Terug naar nieuws

Toename belastingdruk bedrijfsleven door verhoging en verschuiving tarieven

Kabinet stelt ook aantal stimuleringsinstrumenten open

Klimaat Belastingen18 september 2019Thessa de Ridder

Energiegrootverbruikers worden in 2020 geconfronteerd met een generieke tariefstijging in de Energiebelasting en de ODE-heffing en een kostenstijging door een verlegging van de lastenverdeling tussen huishoudens en bedrijven van 50/50 naar 33/67. In het Belastingplan 2021 wordt de invoering van een CO2-heffing voor de industrie opgenomen. Naast de fiscale maatregelen stelt het kabinet ook een aantal stimuleringsinstrumenten open.

Belastingdruk
Het kabinet heeft met de Rijksbegroting voor 2020 een Wet fiscale maatregelen Klimaatakkoord gepresenteerd, die zich onder meer richt op de mobiliteit, gebouwde omgeving en afval. Het bedrijfsleven wordt geconfronteerd met een verschuiving in de Energiebelasting van elektriciteit naar aardgas. Doel is het gebruik van aardgas te ontmoedigen ten gunste van energiebesparing en hernieuwbare energie (groen gas, elektriciteit).

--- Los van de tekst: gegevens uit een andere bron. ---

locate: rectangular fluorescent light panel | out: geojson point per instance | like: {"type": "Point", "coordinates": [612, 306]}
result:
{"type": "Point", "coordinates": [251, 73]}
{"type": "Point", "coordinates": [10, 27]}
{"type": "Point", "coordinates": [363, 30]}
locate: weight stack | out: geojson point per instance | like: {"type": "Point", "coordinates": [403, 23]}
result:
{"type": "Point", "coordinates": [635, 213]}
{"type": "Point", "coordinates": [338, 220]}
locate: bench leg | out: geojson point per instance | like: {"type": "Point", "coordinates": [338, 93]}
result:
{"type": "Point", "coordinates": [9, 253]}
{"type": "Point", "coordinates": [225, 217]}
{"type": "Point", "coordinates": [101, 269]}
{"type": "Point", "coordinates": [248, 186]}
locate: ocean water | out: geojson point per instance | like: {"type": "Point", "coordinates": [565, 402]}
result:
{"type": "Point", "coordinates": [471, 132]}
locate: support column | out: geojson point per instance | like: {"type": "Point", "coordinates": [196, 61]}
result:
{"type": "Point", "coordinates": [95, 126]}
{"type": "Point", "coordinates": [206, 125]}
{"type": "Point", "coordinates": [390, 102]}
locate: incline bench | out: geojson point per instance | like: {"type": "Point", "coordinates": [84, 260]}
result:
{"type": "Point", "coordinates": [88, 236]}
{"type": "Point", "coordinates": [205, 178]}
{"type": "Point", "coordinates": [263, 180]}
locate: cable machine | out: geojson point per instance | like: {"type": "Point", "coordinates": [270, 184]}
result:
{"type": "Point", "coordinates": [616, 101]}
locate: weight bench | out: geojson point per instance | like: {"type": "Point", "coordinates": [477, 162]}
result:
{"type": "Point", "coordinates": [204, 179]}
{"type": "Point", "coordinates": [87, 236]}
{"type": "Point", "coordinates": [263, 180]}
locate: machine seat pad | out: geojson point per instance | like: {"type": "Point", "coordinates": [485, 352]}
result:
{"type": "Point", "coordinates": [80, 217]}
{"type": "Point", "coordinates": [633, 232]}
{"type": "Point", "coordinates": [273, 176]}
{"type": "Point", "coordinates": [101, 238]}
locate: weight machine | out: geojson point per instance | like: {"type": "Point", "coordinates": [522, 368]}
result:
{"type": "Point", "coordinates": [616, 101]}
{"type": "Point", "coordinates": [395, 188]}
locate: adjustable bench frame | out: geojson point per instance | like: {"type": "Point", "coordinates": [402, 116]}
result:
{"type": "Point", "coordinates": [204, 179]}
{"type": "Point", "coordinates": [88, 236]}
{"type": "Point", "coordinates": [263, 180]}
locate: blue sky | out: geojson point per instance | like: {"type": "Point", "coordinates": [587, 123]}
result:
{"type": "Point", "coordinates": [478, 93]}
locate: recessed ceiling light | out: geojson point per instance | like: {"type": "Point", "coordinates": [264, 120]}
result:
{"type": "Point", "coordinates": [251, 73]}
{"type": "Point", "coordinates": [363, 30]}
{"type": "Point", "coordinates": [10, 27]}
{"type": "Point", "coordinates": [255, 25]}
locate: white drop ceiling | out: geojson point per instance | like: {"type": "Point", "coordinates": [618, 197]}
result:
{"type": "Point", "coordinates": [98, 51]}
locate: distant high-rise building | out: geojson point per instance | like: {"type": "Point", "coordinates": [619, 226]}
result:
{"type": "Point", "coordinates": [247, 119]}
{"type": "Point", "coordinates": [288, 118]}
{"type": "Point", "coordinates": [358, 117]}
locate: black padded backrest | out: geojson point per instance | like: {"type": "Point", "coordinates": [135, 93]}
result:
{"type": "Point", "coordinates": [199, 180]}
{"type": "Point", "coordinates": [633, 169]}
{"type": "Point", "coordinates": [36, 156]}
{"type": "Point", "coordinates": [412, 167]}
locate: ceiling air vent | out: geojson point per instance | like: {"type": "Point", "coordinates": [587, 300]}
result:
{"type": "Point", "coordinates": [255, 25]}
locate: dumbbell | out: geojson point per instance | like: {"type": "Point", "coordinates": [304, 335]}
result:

De ODE wordt ‘Wet opslag duurzame energie- en klimaattransitie’. Het kabinet heeft een voorstel voor de ODE-tarieven voor 2020 gedaan, waarbij de energiegrootverbruikers meer moeten gaan bijdragen door naast een generieke tariefstijging de lastenverdeling tussen huishoudens en bedrijven van 50/50 naar 33/67 te verleggen. De 3e en 4e belastingschijf worden verhoogd. Door de voorgestelde tariefstelling in 2020 draagt de sector industrie in 2020 circa 390 miljoen euro bij aan de opbrengst van de ODE. De daadwerkelijke lasten per bedrijf zijn afhankelijk van het energieverbruik, maar de verhoging in combinatie met de verschuiving betekent voor grootverbruikers in 2020 bijna een verdrievoudiging van de ODE-kosten. De jaarlijkse tarieven voor de ODE zullen ook na 2020 steeds vastgesteld worden conform de afspraken in het Klimaatakkoord.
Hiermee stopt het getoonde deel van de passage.